The fame of Saint Anthony spread abroad and reached Emperor Constantine. The Emperor wrote to him, offering him praise and asked him to pray for him. The brethren were pleased with the Emperor's letter, but Saint Anthony did not pay any attention to it, and he said to them, "The books of God, the King of Kings and the Lord of Lords, commands us everyday, but we do not heed what they tell us, and we turn our backs on them." Under the persistence of the brethren who told him, "Emperor Constantine loves the church," he accepted to write him a letter blessing him, and praying for the peace and safety of the empire and the church.

One day, Saint Anthony was bored, and he heard a voice telling him, "Go out and see." He went out and saw an angel who wore a girdle with a cross, one resembling the holy Eskiem, and on his head was a head cover (Kolansowa). He was sitting while braiding palm leaves, then he stood up to pray, and again he sat to weave. A voice came to him saying, "Anthony, do this and you will rest." Henceforth, he started to wear this tunic that he saw, and began to weave palm leaves, and never got bored again. Saint Anthony prophesied about the persecution that was about to happen to the church and the control of the heretics over it, the church victory and its return to its former glory, and the end of the age. When Saint Macarius visited Saint Anthony, Saint Anthony clothed him with the monk's garb, and foretold him what would be of him. When the day of the departure of Saint Paul the Anchorite, the First Hermit in the desert, drew near, Saint Anthony went to him. Saint Anthony buried Saint Paul the Anchorite after he had clothed him in a tunic which was a present from St Athanasius the Apostolic, the 20th Pope of Alexandria.

When Saint Anthony felt that the day of his departure had approached, he commanded his disciples to give his staff to Saint Macarius, and to give one sheepskin cloak to Saint Athanasius and the other sheepskin cloak to Saint Serapion, his disciple. He further instructed his disciples to bury his body in an unmarked, secret grave, lest his body become an object of veneration. He stretched himself on the ground and gave up his spirit.

Saint Anthony the Great probably lived about 105 years and died in the year 356. Probably he spoke only his native language, Coptic, but his sayings were spread in a Greek translation. He himself left no writings.

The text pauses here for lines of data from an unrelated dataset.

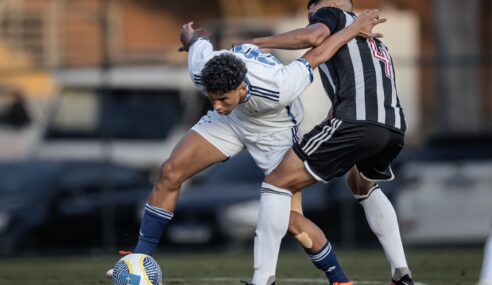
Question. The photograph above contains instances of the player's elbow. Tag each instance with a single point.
(316, 36)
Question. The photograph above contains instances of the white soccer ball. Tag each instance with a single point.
(137, 269)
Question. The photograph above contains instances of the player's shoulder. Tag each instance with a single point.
(255, 57)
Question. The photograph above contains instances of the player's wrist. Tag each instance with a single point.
(197, 35)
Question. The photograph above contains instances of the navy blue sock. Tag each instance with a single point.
(326, 260)
(153, 223)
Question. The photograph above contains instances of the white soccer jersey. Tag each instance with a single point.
(273, 88)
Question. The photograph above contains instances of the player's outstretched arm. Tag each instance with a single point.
(307, 37)
(362, 26)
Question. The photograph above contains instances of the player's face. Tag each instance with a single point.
(226, 102)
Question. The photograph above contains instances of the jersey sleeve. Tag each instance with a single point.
(331, 17)
(199, 54)
(295, 78)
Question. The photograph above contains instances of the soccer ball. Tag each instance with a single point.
(137, 269)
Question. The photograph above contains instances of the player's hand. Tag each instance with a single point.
(366, 21)
(188, 36)
(185, 36)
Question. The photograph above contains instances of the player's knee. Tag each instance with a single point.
(295, 229)
(294, 223)
(171, 175)
(282, 181)
(357, 184)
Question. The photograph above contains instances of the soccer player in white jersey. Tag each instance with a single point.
(256, 106)
(365, 134)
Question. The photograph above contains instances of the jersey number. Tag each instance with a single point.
(382, 55)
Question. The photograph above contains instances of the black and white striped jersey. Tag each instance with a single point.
(360, 77)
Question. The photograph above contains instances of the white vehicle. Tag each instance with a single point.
(132, 116)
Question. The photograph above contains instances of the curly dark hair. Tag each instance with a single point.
(223, 73)
(312, 2)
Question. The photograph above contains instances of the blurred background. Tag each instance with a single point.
(94, 96)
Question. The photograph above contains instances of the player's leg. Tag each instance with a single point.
(486, 275)
(380, 213)
(268, 151)
(192, 154)
(210, 141)
(314, 242)
(273, 216)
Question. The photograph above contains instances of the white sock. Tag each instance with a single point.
(382, 220)
(272, 225)
(486, 275)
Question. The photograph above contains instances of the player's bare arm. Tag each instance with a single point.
(302, 38)
(363, 25)
(188, 36)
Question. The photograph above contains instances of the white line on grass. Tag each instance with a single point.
(281, 281)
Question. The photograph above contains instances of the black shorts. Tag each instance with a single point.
(333, 147)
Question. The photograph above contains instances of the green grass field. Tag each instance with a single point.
(430, 266)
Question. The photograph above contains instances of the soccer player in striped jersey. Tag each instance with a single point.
(364, 135)
(257, 107)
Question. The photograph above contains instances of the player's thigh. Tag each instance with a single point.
(377, 167)
(268, 149)
(290, 174)
(191, 155)
(296, 203)
(210, 141)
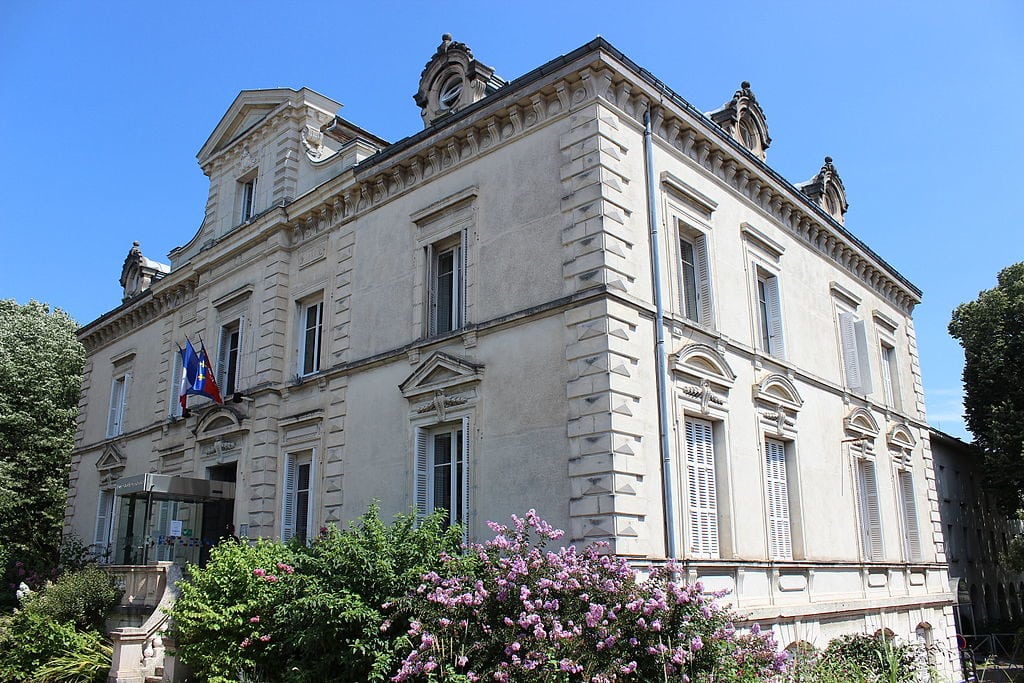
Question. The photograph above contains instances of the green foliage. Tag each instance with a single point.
(40, 378)
(82, 597)
(55, 633)
(260, 610)
(991, 331)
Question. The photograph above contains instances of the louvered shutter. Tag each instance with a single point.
(704, 281)
(702, 501)
(461, 309)
(421, 493)
(288, 499)
(777, 495)
(775, 339)
(851, 359)
(117, 403)
(466, 459)
(869, 513)
(910, 529)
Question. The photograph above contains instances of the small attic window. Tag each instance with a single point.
(450, 92)
(247, 198)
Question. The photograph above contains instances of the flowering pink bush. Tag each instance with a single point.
(531, 614)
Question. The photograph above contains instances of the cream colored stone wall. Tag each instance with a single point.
(557, 374)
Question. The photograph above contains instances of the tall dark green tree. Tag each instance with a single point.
(41, 364)
(991, 331)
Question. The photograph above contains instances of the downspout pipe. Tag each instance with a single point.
(668, 483)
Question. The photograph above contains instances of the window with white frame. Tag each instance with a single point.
(701, 493)
(868, 510)
(442, 470)
(247, 198)
(448, 287)
(908, 512)
(769, 313)
(853, 342)
(228, 353)
(310, 335)
(299, 489)
(694, 275)
(119, 404)
(777, 499)
(104, 524)
(890, 375)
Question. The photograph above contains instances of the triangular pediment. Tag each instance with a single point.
(440, 371)
(252, 108)
(110, 460)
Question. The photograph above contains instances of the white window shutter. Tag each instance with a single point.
(910, 528)
(869, 513)
(702, 501)
(460, 279)
(777, 495)
(860, 333)
(466, 441)
(848, 339)
(775, 336)
(288, 499)
(704, 281)
(420, 476)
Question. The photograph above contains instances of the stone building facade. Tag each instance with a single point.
(468, 318)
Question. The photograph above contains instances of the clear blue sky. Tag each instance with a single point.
(105, 104)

His biography was written by Saint Athanasius the Apostolic and titled Life of Saint Anthony the Great. Many stories are also told about him in various collections of sayings of the Desert Fathers.

Some of the stories included in Saint Anthony's biography are perpetuated now mostly in paintings, where they give an opportunity for artists to depict their more lurid or bizarre fantasies. Many pictorial artists, from Hieronymus Bosch to Salvador DalÝ, have depicted these incidents from the life of Anthony; in prose, the tale was retold and embellished by Gustave Flaubert.

Not to be confused with Anthony of Padua (1195-1231).